Obama couldn’t wait to become president and become the White Swan to President Bush’s Black Swan. All of the Bush counterterrorism policies against which Obama had long railed would be banished in a hail of executive orders: the terrorist facility at Guantánamo Bay would be closed along with third-country “black” sites to which terrorist suspects had been rendered for interrogation; enhanced interrogation techniques would be terminated; indefinite detention, warrantless wiretapping, and data mining would end; and military tribunals would be replaced by civilian criminal trials for even the most hardened terrorists. All of the “unconstitutional” Bush policies would come to a screeching halt under Obama, so the rest of the world could see that we had returned to good-guy status.
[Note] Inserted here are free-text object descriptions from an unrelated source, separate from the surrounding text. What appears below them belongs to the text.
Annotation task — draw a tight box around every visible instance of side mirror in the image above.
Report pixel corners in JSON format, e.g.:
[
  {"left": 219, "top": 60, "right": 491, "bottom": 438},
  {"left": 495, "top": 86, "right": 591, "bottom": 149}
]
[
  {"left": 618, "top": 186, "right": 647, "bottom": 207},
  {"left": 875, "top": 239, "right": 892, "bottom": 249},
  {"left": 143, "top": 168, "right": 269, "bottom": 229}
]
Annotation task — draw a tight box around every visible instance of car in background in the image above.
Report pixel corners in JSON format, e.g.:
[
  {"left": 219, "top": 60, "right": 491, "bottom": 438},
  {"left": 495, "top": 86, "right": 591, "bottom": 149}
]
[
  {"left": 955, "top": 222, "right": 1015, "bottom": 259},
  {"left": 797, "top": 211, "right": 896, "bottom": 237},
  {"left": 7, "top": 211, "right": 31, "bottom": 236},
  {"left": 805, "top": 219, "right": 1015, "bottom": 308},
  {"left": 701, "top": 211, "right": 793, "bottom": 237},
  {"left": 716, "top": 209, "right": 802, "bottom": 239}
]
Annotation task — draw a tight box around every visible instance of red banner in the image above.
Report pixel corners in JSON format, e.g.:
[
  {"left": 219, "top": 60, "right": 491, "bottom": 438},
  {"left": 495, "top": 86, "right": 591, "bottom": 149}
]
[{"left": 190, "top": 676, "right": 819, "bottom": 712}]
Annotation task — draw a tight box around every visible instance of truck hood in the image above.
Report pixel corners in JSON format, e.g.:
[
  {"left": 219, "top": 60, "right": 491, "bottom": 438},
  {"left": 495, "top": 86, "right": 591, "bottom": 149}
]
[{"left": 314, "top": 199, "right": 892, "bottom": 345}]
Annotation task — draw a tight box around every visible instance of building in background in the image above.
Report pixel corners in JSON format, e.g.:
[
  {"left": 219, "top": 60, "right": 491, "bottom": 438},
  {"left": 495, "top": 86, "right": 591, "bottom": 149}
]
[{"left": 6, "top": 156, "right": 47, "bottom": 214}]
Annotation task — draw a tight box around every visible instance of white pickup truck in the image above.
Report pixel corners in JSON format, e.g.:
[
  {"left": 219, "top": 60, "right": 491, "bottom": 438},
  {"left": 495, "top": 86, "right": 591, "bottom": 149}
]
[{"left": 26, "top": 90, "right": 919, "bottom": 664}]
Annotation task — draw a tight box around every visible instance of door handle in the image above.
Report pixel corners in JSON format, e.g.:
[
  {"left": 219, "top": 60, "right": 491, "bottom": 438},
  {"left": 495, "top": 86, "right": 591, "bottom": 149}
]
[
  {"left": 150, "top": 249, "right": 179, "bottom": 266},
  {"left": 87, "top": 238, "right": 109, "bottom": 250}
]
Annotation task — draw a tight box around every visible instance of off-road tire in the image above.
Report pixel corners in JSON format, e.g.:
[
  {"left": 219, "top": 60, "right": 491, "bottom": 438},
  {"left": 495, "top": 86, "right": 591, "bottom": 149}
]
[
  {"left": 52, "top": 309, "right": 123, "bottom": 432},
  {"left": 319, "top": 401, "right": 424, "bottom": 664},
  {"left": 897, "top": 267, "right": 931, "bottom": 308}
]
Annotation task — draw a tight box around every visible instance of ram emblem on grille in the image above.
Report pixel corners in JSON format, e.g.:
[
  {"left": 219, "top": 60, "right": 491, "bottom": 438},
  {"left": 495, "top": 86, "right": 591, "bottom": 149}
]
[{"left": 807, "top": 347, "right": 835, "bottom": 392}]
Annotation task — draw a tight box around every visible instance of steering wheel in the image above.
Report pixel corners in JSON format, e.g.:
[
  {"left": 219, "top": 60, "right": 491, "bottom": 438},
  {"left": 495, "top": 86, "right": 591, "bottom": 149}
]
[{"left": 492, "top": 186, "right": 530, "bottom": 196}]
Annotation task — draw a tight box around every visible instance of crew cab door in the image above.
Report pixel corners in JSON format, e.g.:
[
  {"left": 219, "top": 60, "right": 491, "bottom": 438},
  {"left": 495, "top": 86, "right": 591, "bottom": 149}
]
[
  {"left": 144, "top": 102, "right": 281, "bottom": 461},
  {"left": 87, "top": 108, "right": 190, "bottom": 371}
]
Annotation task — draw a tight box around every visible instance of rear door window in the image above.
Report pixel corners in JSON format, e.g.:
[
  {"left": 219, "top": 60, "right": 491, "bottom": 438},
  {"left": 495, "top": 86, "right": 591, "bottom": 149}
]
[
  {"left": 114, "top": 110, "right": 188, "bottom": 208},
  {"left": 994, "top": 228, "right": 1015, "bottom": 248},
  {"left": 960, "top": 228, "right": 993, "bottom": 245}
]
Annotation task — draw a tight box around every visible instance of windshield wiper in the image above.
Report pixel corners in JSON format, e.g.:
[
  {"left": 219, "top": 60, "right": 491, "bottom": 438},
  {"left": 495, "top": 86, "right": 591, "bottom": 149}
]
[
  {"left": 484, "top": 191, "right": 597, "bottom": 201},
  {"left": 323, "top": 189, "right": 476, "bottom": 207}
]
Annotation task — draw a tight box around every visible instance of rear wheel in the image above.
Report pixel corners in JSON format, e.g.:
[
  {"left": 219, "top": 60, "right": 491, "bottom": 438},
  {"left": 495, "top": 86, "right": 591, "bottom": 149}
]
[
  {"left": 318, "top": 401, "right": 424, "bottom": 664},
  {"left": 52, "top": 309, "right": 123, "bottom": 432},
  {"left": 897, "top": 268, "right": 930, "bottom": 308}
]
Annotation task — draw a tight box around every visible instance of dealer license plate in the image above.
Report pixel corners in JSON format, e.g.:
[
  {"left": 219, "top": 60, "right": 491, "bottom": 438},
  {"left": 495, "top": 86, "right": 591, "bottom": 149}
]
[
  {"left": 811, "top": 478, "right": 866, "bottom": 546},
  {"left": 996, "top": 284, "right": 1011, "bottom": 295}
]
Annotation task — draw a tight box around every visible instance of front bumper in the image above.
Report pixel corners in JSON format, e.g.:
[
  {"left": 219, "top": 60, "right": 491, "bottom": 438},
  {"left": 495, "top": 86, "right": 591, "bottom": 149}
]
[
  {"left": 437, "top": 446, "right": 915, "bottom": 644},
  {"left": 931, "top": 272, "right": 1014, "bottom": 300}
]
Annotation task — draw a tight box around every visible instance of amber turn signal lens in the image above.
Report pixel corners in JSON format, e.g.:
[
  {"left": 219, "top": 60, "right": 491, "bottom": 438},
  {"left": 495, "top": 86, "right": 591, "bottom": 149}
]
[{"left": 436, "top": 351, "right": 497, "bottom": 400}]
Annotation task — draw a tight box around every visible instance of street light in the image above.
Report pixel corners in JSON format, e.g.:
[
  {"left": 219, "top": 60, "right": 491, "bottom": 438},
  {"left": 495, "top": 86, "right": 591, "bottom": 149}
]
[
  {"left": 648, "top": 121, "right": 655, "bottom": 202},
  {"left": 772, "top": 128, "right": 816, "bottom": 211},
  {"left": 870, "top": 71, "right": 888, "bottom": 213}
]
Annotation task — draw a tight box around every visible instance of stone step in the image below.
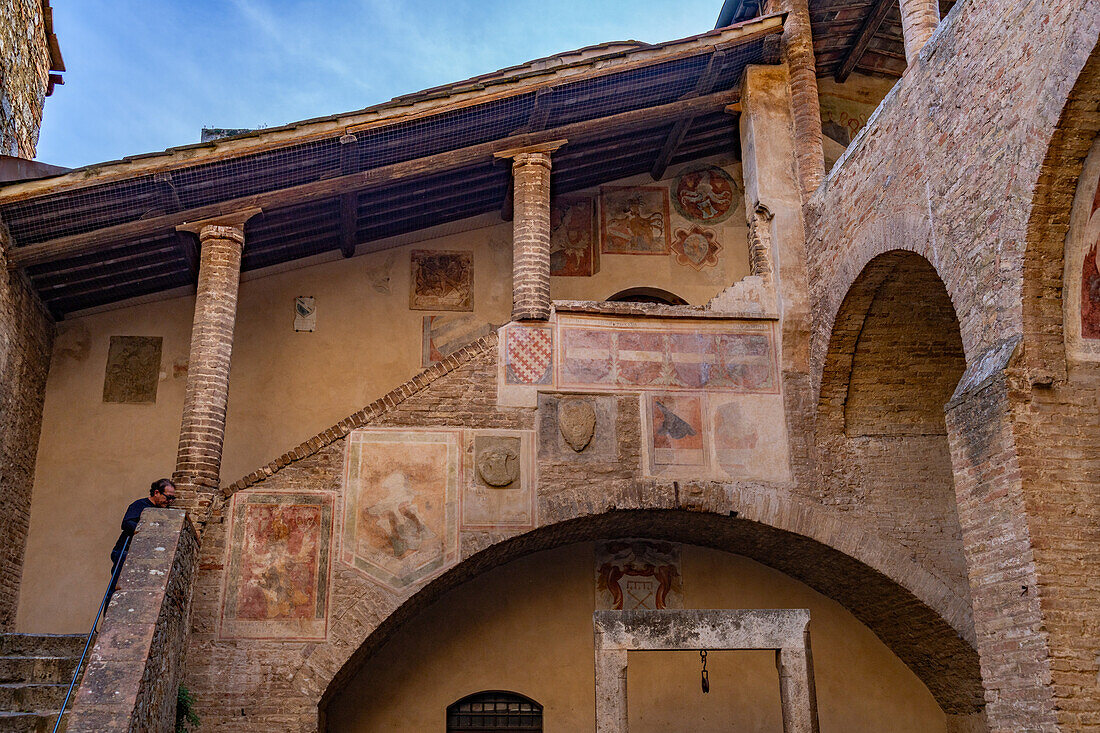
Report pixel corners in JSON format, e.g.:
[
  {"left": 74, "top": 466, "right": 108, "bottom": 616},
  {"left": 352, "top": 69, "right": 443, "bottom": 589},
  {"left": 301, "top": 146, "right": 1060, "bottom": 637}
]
[
  {"left": 0, "top": 711, "right": 65, "bottom": 733},
  {"left": 0, "top": 685, "right": 68, "bottom": 714},
  {"left": 0, "top": 659, "right": 78, "bottom": 686},
  {"left": 0, "top": 637, "right": 83, "bottom": 660}
]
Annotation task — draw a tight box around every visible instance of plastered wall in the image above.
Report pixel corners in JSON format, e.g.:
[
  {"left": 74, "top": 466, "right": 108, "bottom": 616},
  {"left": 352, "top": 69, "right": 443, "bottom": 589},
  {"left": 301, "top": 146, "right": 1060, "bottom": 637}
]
[
  {"left": 18, "top": 161, "right": 751, "bottom": 632},
  {"left": 326, "top": 542, "right": 947, "bottom": 733}
]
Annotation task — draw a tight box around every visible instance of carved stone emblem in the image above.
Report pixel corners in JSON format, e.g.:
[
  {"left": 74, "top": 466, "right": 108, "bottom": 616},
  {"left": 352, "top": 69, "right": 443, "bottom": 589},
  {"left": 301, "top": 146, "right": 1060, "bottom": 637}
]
[
  {"left": 558, "top": 398, "right": 596, "bottom": 452},
  {"left": 476, "top": 441, "right": 520, "bottom": 487}
]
On the first full day of his presidency, Obama delivered this soft touch to the hardest of hard-core terrorists. He issued an executive order demanding the immediate closure of the terrorist detention facility at Guantánamo Bay, which he and his fellow kooks had argued was a blight on the rule of law and a terrorist recruitment bonanza. Never mind that the al-Qaeda jihadists hit on September 11, before Guantánamo even existed. Never mind that the terrorist suspects being held there are foreign enemy combatants who are not entitled to the full panoply of U.S. legal rights and privileges and that the Supreme Court had held that they could be held “indefinitely” until the end of the war. Never mind that they already had legal representation and due process through the right to federal court review. Never mind that they had three full meals a day, religious services, and state-of-the-art medical services, all under the watchful eye of the International Committee of the Red Cross. Under Obama, military tribunals, which had been in use since Revolutionary War times and held constitutional by the Supreme Court, were to be ended, with some military trials—such as that of 9/11 mastermind Khalid Sheikh Mohammed—stopped after they had already begun. Terrorist suspects held at Guantánamo would be matriculated into civilian criminal courts on U.S. soil. And with the facility closing due to Obama’s executive order, there would be no choice.

Obama and the kooks decided to treat acts of war against the United States as if they were stickups at the 7-Eleven. They catapulted us back to the September 10, 2001, mind-set in which we treated international terror as a criminal justice problem, to be handled in civilian courts. The United States would prosecute even the highest-level al-Qaeda terrorists like we would Al Capone, Charles Manson, or Lindsay Lohan. We would make sure they received very public due process to show that we had reclaimed the “moral high ground” in this fight against man-made disasters.